We’re so good at giving advice to others
But we suck at taking our own advice.
Just last week, I was coaching some people on productivity, and building habits. I helped them firm up an action plan for themselves, and shared with them some tips on building positive habits that will sustain their continuous growth and improvement.
And in the meantime, I find myself, and a few of my projects, floundering and not getting traction.
I may have firmed up a plan, but I let other things take up my time, and find myself with not a lot of time to move my projects forward.
One part why this happens, is because when we look at other people’s situations, we see them from the lens of a third party, an observer, maybe even an analyst, and along with that comes the objectivity and distance from the emotions and feelings of the person.
And it’s those emotions and feelings, that may be causing the confusion and inaction.
And making it hard for us to look at our own situations objectively, and follow what is essentially, our own advice.
But the thing is, we don’t follow our own advice.
We won’t follow our advice.
There’s resistance within us. We justify our actions, feelings, decisions, and situation to ourselves. We defend ourselves from ourselves.
That’s also one reason why coaching works, and having a conversation to objectively look at what’s clear and what you can do in a situation, is extremely helpful.
We procrastinate on our dreams
But get to work on other’s dreams.
Or, we find it too hard / boring / doubtful, and stop or give up.
Maybe, not even get started in the first place.
Whatever it is, we’re letting it hold us back.
Also, we procrastinate on our dreams, because they’re so far away, and they take a longer time of commitment, effort, and investment.
Because in this moment, our primal bodies and minds can only process what’s here and now, and what can make a change and impact immediately.
That might not be working towards our dreams, which may take longer for results. But it’s certainly goofing off now, or eating a big slice of cake, which will give us immediate reward and happiness.
But will not contribute to our long-term goals and dreams.
We’re afraid of success and freedom
We are creatures of habit, and we, over time, slowly build habits which create our comfort zone.
Habits of thinking, feeling, and doing.
So here we are, where we are right now, with a goal that’s drastically different from what we’re used to experiencing.
Even if it’s for the better, it’s scary.
It’s scary to let go of what we’ve grown comfortable with, what we have relied on, and what we can count on to see and react the way we expect things to react.
Even if it hurts us, or limits us. We stick to what’s comfortable. What has grown comfortable.
We humans have an amazing ability to adapt. People survive in the harshest conditions. That doesn’t mean that’s the best condition for them.
But because of comfort, of habit, they stay stay anyway.
For the longest time, I believed that money was hard to come by. And so I had grown comfortable with earning a low paycheck, and beating myself up because I was in that situation.
Crazy, right? But I stayed in low-paying jobs because I was afraid of what high-paying jobs would expect of me. That I feared that I wouldn’t be ready to serve at that level, and would get summarily thrown back down into the deep pit of hell of low-paying jobs that I had.

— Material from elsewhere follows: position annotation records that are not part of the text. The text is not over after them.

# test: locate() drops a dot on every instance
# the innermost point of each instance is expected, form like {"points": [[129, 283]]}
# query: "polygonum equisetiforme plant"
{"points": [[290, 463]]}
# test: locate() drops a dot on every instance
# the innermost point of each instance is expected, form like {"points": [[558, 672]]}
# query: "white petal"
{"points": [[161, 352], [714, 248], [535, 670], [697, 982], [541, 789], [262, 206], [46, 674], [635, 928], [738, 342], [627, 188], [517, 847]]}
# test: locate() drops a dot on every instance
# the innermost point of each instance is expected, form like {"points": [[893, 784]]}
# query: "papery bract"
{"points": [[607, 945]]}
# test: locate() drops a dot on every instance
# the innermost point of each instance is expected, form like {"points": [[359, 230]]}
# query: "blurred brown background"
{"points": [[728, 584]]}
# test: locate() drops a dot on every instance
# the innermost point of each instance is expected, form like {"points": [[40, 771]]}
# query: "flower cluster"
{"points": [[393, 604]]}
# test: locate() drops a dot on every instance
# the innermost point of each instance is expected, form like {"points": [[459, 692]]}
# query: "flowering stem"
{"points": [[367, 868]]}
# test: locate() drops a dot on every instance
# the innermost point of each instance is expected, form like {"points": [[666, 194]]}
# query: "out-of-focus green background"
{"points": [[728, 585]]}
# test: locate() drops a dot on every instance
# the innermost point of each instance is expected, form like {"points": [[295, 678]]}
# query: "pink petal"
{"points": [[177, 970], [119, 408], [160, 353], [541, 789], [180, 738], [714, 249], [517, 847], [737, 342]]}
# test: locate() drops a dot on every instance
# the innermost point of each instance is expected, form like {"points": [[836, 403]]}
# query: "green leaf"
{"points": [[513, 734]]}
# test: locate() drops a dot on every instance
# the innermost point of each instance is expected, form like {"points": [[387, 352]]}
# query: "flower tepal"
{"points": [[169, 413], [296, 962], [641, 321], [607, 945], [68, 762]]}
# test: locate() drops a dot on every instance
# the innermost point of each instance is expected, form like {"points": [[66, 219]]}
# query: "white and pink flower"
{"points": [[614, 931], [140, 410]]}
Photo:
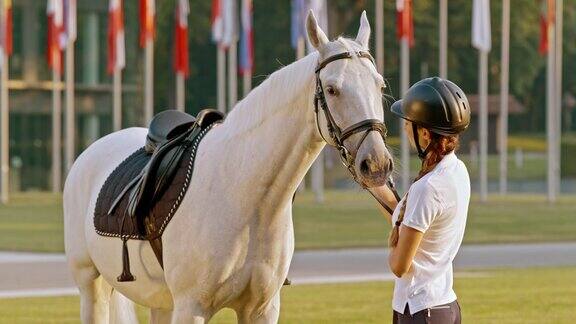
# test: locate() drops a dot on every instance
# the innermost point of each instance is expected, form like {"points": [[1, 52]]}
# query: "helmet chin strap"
{"points": [[421, 153]]}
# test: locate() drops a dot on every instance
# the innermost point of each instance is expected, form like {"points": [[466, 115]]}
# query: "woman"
{"points": [[428, 223]]}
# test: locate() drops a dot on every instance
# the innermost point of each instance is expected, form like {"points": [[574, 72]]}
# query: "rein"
{"points": [[337, 135]]}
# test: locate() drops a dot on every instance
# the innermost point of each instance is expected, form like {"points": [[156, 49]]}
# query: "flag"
{"points": [[247, 39], [230, 17], [481, 38], [297, 21], [404, 21], [546, 19], [224, 22], [55, 29], [217, 21], [147, 10], [69, 29], [181, 64], [116, 46], [6, 28]]}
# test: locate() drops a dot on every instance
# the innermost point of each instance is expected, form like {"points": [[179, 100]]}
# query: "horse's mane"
{"points": [[277, 91]]}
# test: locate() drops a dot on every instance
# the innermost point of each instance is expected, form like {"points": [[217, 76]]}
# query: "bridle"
{"points": [[336, 134]]}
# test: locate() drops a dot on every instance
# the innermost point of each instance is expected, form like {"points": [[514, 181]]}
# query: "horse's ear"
{"points": [[315, 34], [363, 36]]}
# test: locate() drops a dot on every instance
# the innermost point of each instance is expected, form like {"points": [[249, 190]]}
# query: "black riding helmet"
{"points": [[436, 104]]}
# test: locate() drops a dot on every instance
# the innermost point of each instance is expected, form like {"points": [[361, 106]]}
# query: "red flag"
{"points": [[246, 38], [55, 29], [116, 47], [404, 21], [181, 64], [546, 19], [6, 28], [147, 13], [217, 20]]}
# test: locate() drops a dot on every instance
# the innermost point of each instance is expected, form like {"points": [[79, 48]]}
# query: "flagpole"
{"points": [[4, 123], [180, 91], [558, 87], [380, 36], [483, 123], [443, 64], [117, 99], [148, 80], [550, 114], [232, 74], [70, 124], [404, 85], [56, 131], [504, 97], [247, 82], [221, 76]]}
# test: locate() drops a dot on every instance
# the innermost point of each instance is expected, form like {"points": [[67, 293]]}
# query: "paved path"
{"points": [[29, 274]]}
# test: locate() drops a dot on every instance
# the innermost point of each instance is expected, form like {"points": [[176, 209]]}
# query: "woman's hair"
{"points": [[440, 146]]}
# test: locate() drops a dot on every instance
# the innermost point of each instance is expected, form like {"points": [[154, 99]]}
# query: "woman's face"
{"points": [[423, 135]]}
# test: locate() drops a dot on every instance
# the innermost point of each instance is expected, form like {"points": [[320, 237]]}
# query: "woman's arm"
{"points": [[401, 256], [384, 196]]}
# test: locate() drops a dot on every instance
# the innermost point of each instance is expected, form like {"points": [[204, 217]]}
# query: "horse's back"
{"points": [[85, 179]]}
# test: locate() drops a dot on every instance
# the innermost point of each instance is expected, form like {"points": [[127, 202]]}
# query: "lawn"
{"points": [[543, 295], [33, 221]]}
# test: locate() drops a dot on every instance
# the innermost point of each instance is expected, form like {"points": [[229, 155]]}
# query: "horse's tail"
{"points": [[121, 309]]}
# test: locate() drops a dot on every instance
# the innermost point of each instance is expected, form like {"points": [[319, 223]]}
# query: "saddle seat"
{"points": [[171, 123], [141, 195]]}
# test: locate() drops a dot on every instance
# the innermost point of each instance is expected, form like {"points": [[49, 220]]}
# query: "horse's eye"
{"points": [[331, 91]]}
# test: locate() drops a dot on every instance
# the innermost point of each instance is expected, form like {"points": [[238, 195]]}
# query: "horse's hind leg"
{"points": [[269, 315], [94, 296]]}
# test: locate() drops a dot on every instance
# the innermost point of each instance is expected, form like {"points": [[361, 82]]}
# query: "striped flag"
{"points": [[546, 19], [116, 46], [147, 10], [297, 21], [69, 30], [6, 29], [217, 21], [55, 28], [246, 39], [230, 18], [404, 21], [181, 64], [481, 32], [224, 24]]}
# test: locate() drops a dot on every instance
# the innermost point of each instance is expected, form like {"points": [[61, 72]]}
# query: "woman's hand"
{"points": [[385, 197], [401, 256]]}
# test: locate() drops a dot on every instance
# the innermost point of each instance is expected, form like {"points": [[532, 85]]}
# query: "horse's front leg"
{"points": [[268, 315]]}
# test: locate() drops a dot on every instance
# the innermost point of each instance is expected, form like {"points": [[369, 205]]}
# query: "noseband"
{"points": [[337, 135]]}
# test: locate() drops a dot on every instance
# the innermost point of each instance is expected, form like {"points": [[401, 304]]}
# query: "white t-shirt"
{"points": [[437, 206]]}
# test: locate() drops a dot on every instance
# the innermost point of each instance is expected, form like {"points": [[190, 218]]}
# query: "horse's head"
{"points": [[349, 105]]}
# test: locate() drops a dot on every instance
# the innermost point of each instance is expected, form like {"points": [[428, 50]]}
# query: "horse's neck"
{"points": [[274, 154]]}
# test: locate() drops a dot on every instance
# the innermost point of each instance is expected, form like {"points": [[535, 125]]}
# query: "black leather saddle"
{"points": [[141, 195]]}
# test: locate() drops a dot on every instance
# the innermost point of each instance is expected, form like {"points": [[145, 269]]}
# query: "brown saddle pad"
{"points": [[141, 227]]}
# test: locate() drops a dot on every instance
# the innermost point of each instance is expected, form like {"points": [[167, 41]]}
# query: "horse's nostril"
{"points": [[364, 168]]}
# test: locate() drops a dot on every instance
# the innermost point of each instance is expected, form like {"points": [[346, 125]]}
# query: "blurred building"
{"points": [[30, 88]]}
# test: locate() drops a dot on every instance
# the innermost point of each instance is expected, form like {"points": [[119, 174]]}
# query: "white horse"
{"points": [[230, 243]]}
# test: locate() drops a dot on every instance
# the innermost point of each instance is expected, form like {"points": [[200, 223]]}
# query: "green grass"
{"points": [[543, 295], [33, 222]]}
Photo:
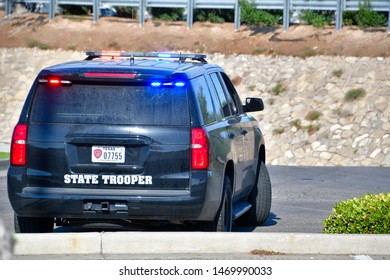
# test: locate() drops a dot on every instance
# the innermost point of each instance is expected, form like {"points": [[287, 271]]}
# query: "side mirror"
{"points": [[253, 105]]}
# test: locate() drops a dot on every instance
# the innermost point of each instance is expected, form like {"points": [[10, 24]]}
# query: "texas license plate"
{"points": [[108, 154]]}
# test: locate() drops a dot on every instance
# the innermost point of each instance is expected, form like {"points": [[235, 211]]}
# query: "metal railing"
{"points": [[339, 6]]}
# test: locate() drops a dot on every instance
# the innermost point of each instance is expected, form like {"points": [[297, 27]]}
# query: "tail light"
{"points": [[199, 149], [18, 145]]}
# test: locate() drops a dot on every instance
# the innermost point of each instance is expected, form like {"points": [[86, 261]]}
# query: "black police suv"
{"points": [[122, 137]]}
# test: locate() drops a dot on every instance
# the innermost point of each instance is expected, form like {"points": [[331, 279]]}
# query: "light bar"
{"points": [[55, 82], [180, 56], [167, 84]]}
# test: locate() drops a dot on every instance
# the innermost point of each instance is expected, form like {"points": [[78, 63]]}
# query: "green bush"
{"points": [[252, 16], [365, 17], [368, 214], [317, 19], [214, 15], [167, 14]]}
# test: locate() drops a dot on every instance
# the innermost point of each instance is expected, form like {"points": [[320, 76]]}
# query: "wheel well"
{"points": [[262, 156], [229, 171]]}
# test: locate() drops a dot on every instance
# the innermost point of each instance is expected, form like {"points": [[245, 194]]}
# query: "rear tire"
{"points": [[33, 224], [260, 198], [223, 221]]}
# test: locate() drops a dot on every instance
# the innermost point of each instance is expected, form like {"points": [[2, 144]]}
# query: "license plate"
{"points": [[108, 154]]}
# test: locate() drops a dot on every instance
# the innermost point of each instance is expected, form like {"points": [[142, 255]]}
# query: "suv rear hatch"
{"points": [[93, 136]]}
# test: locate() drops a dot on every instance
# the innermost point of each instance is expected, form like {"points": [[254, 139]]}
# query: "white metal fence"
{"points": [[339, 6]]}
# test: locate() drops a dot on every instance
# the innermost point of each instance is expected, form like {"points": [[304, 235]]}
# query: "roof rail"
{"points": [[113, 54]]}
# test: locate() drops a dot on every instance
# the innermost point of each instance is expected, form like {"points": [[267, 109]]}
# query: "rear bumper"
{"points": [[193, 203]]}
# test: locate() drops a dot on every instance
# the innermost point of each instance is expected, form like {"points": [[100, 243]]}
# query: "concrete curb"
{"points": [[199, 242]]}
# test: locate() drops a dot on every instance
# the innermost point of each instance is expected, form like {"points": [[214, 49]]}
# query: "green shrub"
{"points": [[317, 19], [368, 214], [252, 16], [214, 15], [168, 14], [337, 73], [365, 16]]}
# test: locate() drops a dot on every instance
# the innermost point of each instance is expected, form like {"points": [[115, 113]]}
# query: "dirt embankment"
{"points": [[80, 33]]}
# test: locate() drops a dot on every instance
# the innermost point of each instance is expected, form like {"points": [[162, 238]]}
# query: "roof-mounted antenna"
{"points": [[132, 60]]}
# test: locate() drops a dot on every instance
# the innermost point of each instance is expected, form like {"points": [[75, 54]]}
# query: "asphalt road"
{"points": [[303, 197]]}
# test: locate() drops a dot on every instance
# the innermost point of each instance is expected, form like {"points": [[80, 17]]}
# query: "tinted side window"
{"points": [[237, 105], [225, 108], [111, 104], [202, 94]]}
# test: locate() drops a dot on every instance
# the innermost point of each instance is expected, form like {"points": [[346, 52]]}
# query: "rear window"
{"points": [[111, 104]]}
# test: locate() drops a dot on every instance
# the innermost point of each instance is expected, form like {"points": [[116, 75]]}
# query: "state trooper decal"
{"points": [[93, 179]]}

We can be afraid of doing what it takes to achieve the very success and freedom that we want.
Because we’re afraid to fail. Afraid to look like a loser, or to even become one.
But you only become a real loser and failure if you stop and give up.
We hurt the ones we love
We’re so polite to others – our officemates, that random person across the street, the waiter at the restaurant, but we can be so hurtful to the ones we love.
To the ones closest to us.
Because our officemates, random people, don’t really see who we are, without all of the decorum, posturing, and politeness.
They don’t see what our real hopes, dreams, and fears are. What our deepest desires and beliefs are.
And our loved ones, they get a better glimpse of those. They can better see us for who we are, and what we do.
But that still doesn’t mean we can be kind to each other all the time, and that they understand us fully.
We hurt the ones we love because we feel that they are the most accepting of us, so we lash out, say what’s on our mind, without any filter or reservation.
And what’s on our mind, and what we say, can stink. Can hurt, and can wound.
We expect them to understand us the way we want to be understood, never recognizing that they are still people with feelings, and not just machines to give you the love and acceptance you need when you’re hurting and in pain.
Because in some form or another, we all are. In pain, hurting, and wounded.
And what’s really ironic is how our behavior, can drive away those that we need around us the most.